La propo­si­tion est donc celle d’un tableau. Et même : d’un tableau dans le tableau. Et même plus : d’un « paysage du paysage du paysage ». Avec des fig­ures (un enfant, un père gitan, le poète, la poétesse, le lièvre…), des mis­es en abyme et un retour à la pra­tique de l’écri­t­ure poé­tique (une salive tourne sur elle-même et je retourne au texte du texte : écoute du lan­gage que l’on tente, ce qui creuse s’y creuse). Le poème par­le autant de lui-même que de ce qu’il dépeint. La poétesse inter­vient sou­vent en inter­ro­geant son tra­vail, dans une mécanique de dévoile­ment com­plice, hon­nête, intran­sigeant.
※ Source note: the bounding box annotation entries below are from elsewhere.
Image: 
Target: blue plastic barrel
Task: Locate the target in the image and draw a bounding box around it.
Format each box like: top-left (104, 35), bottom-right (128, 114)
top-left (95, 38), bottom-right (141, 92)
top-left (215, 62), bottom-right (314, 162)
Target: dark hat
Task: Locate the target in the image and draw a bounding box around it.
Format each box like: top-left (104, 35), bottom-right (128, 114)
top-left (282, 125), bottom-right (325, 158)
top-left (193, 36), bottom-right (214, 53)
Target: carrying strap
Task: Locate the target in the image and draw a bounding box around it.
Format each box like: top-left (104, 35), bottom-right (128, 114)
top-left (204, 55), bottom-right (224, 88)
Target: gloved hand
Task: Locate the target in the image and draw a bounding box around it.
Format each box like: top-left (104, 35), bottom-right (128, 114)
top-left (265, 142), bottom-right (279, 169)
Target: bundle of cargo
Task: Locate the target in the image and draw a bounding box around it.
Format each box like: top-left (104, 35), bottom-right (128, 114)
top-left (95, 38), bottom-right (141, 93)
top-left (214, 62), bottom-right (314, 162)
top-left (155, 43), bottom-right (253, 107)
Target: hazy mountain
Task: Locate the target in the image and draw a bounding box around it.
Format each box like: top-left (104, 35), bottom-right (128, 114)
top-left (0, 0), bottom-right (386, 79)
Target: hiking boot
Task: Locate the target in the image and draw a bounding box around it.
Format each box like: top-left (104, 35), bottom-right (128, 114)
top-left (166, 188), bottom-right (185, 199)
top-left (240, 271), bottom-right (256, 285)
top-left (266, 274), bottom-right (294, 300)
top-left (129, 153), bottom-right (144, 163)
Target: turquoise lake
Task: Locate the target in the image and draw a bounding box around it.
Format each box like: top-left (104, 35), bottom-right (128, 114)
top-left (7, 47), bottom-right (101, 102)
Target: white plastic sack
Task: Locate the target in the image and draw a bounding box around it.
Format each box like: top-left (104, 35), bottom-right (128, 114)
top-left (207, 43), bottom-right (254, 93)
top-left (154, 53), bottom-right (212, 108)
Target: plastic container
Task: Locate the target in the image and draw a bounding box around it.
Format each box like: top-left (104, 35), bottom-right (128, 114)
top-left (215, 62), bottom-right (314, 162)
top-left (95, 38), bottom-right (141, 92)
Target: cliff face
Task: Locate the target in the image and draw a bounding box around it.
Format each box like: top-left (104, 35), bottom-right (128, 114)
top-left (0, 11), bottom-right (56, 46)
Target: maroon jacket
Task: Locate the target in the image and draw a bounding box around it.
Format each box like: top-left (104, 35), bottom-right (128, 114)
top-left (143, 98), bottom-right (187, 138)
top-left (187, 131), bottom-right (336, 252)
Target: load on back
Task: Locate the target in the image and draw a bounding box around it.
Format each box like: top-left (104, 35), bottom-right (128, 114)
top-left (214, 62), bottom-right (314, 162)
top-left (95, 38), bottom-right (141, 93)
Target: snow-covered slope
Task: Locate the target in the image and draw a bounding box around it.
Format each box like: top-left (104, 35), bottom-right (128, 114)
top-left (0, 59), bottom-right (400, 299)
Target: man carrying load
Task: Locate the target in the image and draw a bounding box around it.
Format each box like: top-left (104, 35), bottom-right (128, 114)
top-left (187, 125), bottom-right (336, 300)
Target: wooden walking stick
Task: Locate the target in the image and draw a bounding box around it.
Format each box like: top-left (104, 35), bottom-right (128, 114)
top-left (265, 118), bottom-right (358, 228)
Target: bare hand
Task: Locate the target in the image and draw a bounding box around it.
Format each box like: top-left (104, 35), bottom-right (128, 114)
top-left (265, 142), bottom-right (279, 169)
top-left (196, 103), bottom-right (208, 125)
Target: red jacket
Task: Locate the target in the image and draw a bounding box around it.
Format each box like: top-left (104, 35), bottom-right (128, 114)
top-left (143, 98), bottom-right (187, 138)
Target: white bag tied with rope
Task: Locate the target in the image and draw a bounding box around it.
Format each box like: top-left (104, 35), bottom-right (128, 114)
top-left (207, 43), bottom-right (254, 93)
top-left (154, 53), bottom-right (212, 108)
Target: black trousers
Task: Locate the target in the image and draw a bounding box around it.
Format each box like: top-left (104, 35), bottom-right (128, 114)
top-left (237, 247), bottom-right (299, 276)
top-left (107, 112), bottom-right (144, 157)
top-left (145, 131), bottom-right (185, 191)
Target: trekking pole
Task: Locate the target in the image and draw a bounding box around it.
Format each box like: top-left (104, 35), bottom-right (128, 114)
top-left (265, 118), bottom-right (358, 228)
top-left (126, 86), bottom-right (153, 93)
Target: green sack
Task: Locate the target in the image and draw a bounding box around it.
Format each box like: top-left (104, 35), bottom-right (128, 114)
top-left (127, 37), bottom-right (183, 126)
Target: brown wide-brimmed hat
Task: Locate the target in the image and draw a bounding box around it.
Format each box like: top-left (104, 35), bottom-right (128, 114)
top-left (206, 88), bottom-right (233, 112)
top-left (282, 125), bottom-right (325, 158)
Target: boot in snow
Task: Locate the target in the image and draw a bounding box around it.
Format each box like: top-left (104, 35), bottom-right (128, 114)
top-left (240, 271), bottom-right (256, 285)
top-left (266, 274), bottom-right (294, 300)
je mets mes mains et doigts con­tre la bouche de mon lyrisme, tente de l’é­touf­fer (mais il chante), nous en venons aux bras, corps, terre, il a tou­jours le dessus, il chante
j’ai honte pour lui la nuit est noire 

Se méfi­ant de l’ai­sance poé­tique, Fan­ny Garin inter­roge le cliché – l’im­age et le stéréo­type. Aucune mièvrerie ici – au con­traire : une résis­tance à l’at­ten­du, traduite dans la forme, que met en valeur l’édi­tion d’An­gle Mort (il faut voir les mots dis­posés sur le papi­er, le fin relief de la très fine illus­tra­tion de cou­ver­ture, pour sen­tir de quoi il en retourne). En met­tant la langue sur la peau, les doigts, les draps feuilles pier­res sèves et sur la langue elle-même, la poétesse chevauche l’écri­t­ure jusqu’à ama­zon­er un lan­gage sin­guli­er, désaxé et habile­ment tis­sé de motifs sur lesquels on revient, comme en un envoûte­ment. Natures sans titre grat­te les apparences et révèle ce qui s’y tapit d’im­poli, de non-dit, d’essen­tiel. Un remède à l’inep­tie comme à la fugac­ité.

cour­bant
est un vilain mot de poète, trop beau pour être vrai ; plutôt pétris-moi, gifle-moi ô (de la courbe) de tes tes­tic­ules de tes, petites dents car­nas­sières promenons-nous ; dans les bois ; dans les bois la faim dis­paraît vite comme la soif
cela devient indé­cent dit un homme mas­culin et beau­coup de per­son­nes rient ; les jeunes et vieux poètes se doivent d’être débauchés c’est écrit dans les livres ; et la débauche est un vilain mot de poète
aus­si, peut-être que les poét­esses sont des putes, alors elles met­tront au monde des poètes
(je m’é­gare)

La han­tise est un art, et ce n’est pas en médi­um mais en poétesse que Fan­ny Garin en traque les man­i­fes­ta­tions, dans les con­ver­sa­tions, les sou­venirs, les empreintes vis­i­bles et invis­i­bles, par aplats de blanc, de noir, de vert et de rythmes. Plus que jamais on doute de la réal­ité (sans ses corps une cham­bre existe-t-elle) car tout se saisit et tout dis­parait, par­fois simul­tané­ment, l’in­térieur et l’ex­térieur, les pronoms per­son­nels, les fins de phrase les majus­cules. Seul le poème parvient peut-être à exprimer ces endroits de fêlures, ces résonances/raisonnances, et on prend un plaisir cer­tain à revenir nous aus­si, en va-et-vient, dans le texte, suiv­ant les motifs que son autrice nous trace. Abolis­sant la linéar­ité de la lec­ture, nous voici fig­ures de lecteur.rice.s modifié.e.s par le tableau, et le tableau du tableau, et le tableau du tableau du tableau qu’elle nous tend.

La lire et se rap­pel­er com­bi­en il est stupé­fi­ant de tomber dans le poème.